= 2025 Soest torture and rape case =

Crime in Germany

Over the course of several months in 2025, a 33-year-old woman was tortured, abused and raped in a residential area of Soest, Germany. On the evening of 3 November 2025 she was discovered by neighbors and freed by police. The four male suspects aged 16, 17, 24 and 29 are set to go to trial in October 2026.

==Ordeal==
Over the course of several months in 2025, the 33-year-old woman was tortured, humiliated, raped and intermittently locked up at the row house of the 29-year-old main suspect. The suspects are accused of making the homeless woman psychologically dependent by offering food and shelter and punishing her harshly for supposed misbehavior. Reports of abuse include:
- The woman was sometimes locked up in the basement and tied to a heating pipe.
- She was hit hard.
- She was raped.
- She was forced to eat excrement.
- She was splashed with a pressure washer.

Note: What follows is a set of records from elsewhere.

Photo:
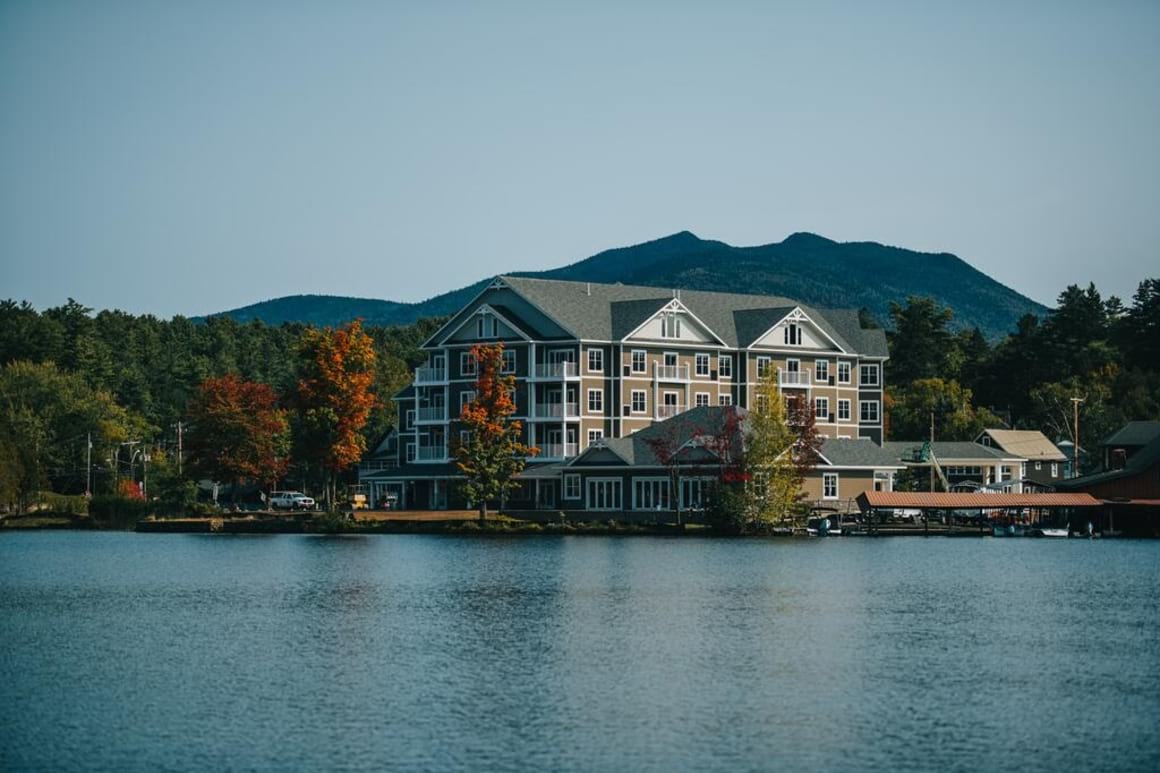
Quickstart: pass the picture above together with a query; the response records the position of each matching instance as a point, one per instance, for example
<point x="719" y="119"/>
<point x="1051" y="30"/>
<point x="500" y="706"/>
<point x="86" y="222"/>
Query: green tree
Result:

On 3 November, a neighbor saw the woman hanging half-naked on the patio of the house and alerted police. She had been hanging there for several hours, was severely hypothermic and was unconscious. After her rescue she required several months of hospital care.

==Suspects==
The police identified four male suspects aged 16, 17, 24 and 29, all of which have a German passport. One of the suspects went into hiding but eventually all four were caught. The two adult suspects are in pre-trial detention as of August 2026.

The 29-year-old is considered the main suspect. He was already known to the police. The crimes occurred at the house where he lived with his partner and their three children.

==Trial==
The trial is set to commence on 12 October 2026 at the juvenile division of Arnsberg district court. The indictment covers grave bodily injury, joint bodily injury, rape, coercion, false imprisonment and cannabis trade. The 33-year-old victim will appear as joint-plaintiff.